Extort money from Mumbai to keep bastions happy, how NCP systematically loots Mumbai


Almost two weeks ago, former Maharashtra Home Minister Anil Deshmukh’s plan to extort 100 crore rupees per month from the bars, restaurants and other establishments of Mumbai was exposed by former Mumbai Police Commissioner, Param Bir Singh. This led to a huge uproar and ultimately ended with the resignation of Deshmukh but one question that remains unanswered is why Mumbai was especially targeted by the NCP Home Minister.

One can argue that Mumbai is the richest city in the country and there might have been a directive to extort money from other cities which have not been revealed yet. These arguments might be totally or partially true. But, the NCP came out of the whole episode unscathed and it did not even bother to take the matter seriously, and that is primarily because the city of Mumbai does not have NCP’s voter base.

Out of the four parties in Maharashtra, NCP has the lowest stake in Mumbai. The party won only 9 seats in the city out of 114 in the last BMC election. Therefore, if the image of NCP in the city, as many suggest, is of a corrupt party. But it does not bother the top leadership of the party at all.

For decades, the NCP has used Mumbai as a milking cow because it does not have anything to lose in the city. The kind of extortion business NCP Home Minister Anil Deshmukh was running in Mumbai would never be run in Pune or Amravati because Western Maharashtra and Marathwada are the bastions of the Sharad Pawar led party.

The financial capital of India accounts for almost 6 per cent of the country’s GDP, 30 per cent of Income-tax collections, 20 per cent of excise collections, 60 per cent of customs duties, and 4,00,000 crore rupees of corporate tax collections. In FY19, the total tax collection from Mumbai was 3.52 lakh crore rupees while the collection from Delhi was 1.60 lakh crore rupees, less than half of Mumbai. If Mumbai is lost, Maharashtra will be like a toothless tiger.

But despite such heavy contribution of Mumbai to Maharashtra’s public income, the city gets very little (read nothing) in return. Today, cities like Pune, Amravati, and Nashik have better infrastructure than Mumbai. The city got its first metro line in 2014, almost a decade and a half after Delhi.

Ajit Pawar, the Finance Minister of Maharashtra, calls the Mumbai-Ahemdabad Bullet train an unnecessary and costly project because it does not bother his political constituency. For decades, the Congress and NCP politicians from other regions of Maharashtra spent all the public money to their respective constituencies for irrigation projects, infrastructure projects, microlending (all this all contributes to their own pockets), and building out bankrupt sugar mills and cooperative banks with the Mumbai taxpayers’ money.
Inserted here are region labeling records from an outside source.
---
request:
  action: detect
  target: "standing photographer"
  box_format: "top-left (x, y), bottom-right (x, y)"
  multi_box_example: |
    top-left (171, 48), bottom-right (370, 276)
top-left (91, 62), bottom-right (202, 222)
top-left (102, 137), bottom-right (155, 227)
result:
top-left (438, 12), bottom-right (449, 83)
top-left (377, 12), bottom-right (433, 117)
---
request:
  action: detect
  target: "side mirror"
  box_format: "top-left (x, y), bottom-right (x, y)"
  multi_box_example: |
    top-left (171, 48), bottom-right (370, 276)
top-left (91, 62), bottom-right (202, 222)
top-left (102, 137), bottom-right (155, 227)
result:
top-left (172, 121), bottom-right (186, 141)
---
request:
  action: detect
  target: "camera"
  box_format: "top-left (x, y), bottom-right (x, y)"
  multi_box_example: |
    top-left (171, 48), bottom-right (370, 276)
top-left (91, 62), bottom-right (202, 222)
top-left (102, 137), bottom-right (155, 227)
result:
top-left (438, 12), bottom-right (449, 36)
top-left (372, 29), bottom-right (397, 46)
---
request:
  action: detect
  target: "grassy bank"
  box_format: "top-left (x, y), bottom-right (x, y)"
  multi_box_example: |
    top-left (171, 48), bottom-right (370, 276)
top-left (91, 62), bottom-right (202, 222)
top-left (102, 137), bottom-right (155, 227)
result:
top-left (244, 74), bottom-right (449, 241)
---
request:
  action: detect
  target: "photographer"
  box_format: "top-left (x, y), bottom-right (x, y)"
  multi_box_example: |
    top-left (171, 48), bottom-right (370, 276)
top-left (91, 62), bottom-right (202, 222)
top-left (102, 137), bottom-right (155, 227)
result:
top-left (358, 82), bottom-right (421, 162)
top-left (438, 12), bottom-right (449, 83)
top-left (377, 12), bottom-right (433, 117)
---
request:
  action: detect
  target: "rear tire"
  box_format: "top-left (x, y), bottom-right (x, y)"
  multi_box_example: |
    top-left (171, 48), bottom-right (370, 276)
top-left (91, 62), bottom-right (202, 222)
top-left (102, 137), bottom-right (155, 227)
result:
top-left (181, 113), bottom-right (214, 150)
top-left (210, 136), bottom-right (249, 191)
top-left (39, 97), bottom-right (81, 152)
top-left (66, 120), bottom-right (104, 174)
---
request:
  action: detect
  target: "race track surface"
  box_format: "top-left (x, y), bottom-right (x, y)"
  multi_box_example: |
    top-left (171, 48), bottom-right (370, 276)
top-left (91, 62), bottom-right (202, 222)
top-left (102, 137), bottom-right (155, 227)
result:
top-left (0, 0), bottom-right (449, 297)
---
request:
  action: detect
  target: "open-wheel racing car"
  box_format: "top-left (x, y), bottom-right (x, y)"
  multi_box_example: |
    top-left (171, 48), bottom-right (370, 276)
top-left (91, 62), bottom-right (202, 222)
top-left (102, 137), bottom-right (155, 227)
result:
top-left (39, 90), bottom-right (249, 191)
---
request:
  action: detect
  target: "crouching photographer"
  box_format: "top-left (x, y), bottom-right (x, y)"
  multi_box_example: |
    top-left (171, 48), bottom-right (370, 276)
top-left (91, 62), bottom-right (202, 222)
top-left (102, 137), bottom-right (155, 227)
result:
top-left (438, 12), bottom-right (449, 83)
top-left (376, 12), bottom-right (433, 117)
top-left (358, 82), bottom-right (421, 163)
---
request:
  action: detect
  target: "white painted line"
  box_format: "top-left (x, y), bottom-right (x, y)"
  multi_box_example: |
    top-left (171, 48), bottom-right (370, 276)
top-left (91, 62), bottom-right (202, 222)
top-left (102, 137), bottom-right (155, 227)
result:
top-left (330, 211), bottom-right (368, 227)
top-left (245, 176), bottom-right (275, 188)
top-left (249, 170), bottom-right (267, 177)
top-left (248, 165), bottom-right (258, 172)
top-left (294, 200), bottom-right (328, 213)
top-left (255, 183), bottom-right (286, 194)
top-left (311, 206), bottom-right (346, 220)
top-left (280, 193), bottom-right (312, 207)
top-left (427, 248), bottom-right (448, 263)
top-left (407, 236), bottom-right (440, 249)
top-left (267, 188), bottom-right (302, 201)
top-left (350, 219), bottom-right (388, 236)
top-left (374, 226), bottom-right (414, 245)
The city of Mumbai got step-motherly treatment from NCP and Congress because it is politically not important to these parties. In the five years of the BJP-Shiv Sena government, Mumbai was awarded many big-time infrastructure and investment projects but many of them were put to a halt after the tri-party alliance came to power and the duo of Congress-NCP allegedly started the same game that they were playing for decades. Shiv Sena is all set to lose political capital for the CM chair to Uddhav Thackeray. However, the ultimate loser in all this is the city of Mumbai as Mumbaikars have been kept at the margins just because they are politically not relevant to parties like the NCP.